Scores of would-be astronauts flocked to the former Market Hall in Wakefield City centre to meet the first-ever British astronaut, Helen Sharman, during the recent Festival of the Moon.
The two-week event, which attracted more than 30,000 people, was hosted to celebrate the 50th anniversary of the moon landing by Apollo 11.
Her presentation was riveting to us all from younger children to us teenagers who are still deciding what careers we want. Could it be a space explorer? That sounds far-fetched but perhaps Helen thought the same way when she was our age.
“The talk was very exciting, it makes me want to go to space!” eight-year-old Ruby told me afterwards while Lily, 6, said “it was cool, I really love space,” Helen told us about her life before being selected to be a space traveller. She heard the ‘job vacancy’ on the radio which driving one day.
Armed with a science degree, experience as a research chemist for a confectionary company, and having foreign languages in school – would that be enough to make her an astronaut?
She had no idea but applied anyway and from a field of more than 13,000 applicants she was selected and I could say ‘the rest is history’.
But Helen went on to tell us so much more about her training in Star City, Russia for 18 months which included learning Russian, learning about the experiments that she had to do on the Mir space station and hand-on training in a simulator.

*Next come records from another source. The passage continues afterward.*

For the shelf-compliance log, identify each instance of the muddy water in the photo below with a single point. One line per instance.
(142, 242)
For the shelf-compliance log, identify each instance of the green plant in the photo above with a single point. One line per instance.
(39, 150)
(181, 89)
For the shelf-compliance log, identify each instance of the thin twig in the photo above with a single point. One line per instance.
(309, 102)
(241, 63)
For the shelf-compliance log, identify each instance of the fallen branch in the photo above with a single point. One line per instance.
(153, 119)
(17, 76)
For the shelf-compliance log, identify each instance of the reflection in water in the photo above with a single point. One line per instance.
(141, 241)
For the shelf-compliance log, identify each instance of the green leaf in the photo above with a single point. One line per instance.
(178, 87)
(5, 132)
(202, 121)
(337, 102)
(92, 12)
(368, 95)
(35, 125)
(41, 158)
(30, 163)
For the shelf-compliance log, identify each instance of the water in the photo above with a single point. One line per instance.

One of her tasks would be detailed agricultural experiments to discover what plants could grow in space.
Fascinating was what life was like on the Mir space station, such as learning about the food she and her fellow astronauts ate, how it was made and eaten in a zero-gravity environment.
The air they breathed was created from the water! They used electricity from the solar panels to extract the oxygen atom from water. As we learnt in school water contains two atoms of hydrogen and one of oxygen.
It’s the same way that we get oxygen to breathe on Earth. It comes from splitting the atoms in water, except it’s not a machine that does it but it is the plants and trees all around us that split water molecules as part of photosynthesis.
That is why people call the Amazon Rainforests the ‘lungs of the earth’ and why we must be concerned about deforestation and loss of biodiversity through climate change.
Helen brought textbooks to life right before our eyes through her experience as an astronaut.
She made it clear that we could one day be the first astronauts to visit Mars. She recalled that being an astronaut was something she’d never dreamt of doing, so there would be so many possibilities for the children of today in the future.
“Helen’s talk was mesmerising and inspiring,” Lily, 11, told me afterwards.
I agree. And as a young person that has given me a perspective to consider as I ponder on the next stage of my life after school.
This was just one of the themed events for the Festival of the Moon which was held at the former Market Hall in Wakefield city centre during the summer.